The provider of the crisis services was being called out. According to the Tribal members, the Yakama Nation experiences more mental health and substance use issues than anywhere in the region, yet no dedicated services are addressing the need by the contracted provider.
No one called into question the quality of the services of Comprehensive Health, who has been serving the Yakima region for over 16 years, and doing a good job. Some described it a capacity issue due to the increasing need for behavioral health services, and decreasing funding from the state. But communication between the Nation and Comprehensive is lacking, and young lives are being lost.
The meeting was summarized by three themes: communication and collaboration, capacity, and culture. Everyone agreed that something should be done, and promised to convene again in three weeks.
And they did.
On October 31st, Program Managers from the Nation, Greater Columbia BHO, the Health Care Authority, Greater Columbia ACH, and the community met to deepen the conversation.
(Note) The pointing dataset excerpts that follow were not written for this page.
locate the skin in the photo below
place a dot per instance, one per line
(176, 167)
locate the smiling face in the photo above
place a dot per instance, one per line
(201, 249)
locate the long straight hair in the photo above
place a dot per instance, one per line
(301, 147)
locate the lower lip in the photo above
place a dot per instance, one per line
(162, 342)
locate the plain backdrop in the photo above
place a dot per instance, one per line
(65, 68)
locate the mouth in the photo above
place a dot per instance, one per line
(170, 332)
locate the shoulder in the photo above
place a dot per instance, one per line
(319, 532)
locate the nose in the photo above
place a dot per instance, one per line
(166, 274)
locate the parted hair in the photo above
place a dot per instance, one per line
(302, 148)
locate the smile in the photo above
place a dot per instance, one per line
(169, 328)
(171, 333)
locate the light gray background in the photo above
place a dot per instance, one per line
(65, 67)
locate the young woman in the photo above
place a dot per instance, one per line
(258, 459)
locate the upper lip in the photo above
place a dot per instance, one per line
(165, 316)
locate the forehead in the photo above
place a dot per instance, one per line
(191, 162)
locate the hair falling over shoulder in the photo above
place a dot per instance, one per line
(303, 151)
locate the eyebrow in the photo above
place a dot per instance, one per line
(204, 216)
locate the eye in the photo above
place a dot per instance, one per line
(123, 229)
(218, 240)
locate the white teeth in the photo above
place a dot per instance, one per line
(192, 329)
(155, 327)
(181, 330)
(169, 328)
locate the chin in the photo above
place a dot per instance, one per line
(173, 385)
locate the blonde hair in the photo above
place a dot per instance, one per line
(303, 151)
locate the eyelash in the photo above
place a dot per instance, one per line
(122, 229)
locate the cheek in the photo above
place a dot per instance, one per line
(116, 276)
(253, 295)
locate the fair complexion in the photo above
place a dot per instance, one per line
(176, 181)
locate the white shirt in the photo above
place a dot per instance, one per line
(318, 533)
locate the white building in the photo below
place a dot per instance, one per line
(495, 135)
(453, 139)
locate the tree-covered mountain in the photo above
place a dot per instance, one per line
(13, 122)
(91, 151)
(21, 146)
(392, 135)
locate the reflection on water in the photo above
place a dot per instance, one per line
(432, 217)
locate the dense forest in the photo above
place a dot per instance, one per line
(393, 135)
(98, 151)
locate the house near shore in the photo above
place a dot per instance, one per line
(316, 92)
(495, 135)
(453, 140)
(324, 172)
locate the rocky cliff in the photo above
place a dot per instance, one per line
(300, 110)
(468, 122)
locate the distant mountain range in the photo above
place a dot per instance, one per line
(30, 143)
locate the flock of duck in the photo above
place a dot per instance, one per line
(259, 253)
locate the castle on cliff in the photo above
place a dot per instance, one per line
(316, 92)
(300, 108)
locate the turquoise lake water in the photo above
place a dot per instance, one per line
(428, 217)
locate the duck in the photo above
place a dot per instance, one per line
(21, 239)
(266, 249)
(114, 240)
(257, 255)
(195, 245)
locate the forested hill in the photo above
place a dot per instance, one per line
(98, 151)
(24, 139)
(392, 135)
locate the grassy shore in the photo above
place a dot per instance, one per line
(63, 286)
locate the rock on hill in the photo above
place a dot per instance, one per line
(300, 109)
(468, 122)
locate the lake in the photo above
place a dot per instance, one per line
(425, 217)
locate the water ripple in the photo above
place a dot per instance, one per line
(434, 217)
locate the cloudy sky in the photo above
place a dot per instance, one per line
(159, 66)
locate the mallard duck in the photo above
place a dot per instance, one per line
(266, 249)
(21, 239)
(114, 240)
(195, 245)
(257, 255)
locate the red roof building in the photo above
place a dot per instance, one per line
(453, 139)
Information was shared about upcoming changes to the BHO, and questions were asked about billing for services and facilities under the new MCO system.
Gaps in service were discussed, and ideas were generated to close them.
Greater Columbia BHO offered to meet again with the Yakamas, and Greater Columbia ACH offered to improve communication infrastructure.
Everyone agreed that we should meet again. Everyone left in good spirits. After all, it was Halloween.
Thank you to the Yakama Nation for your culture.
Thank you to Comprehensive for your collaboration.
Thank you to Greater Columbia BHO for your cooperation.
Thank you to the Health Care Authority for your communication.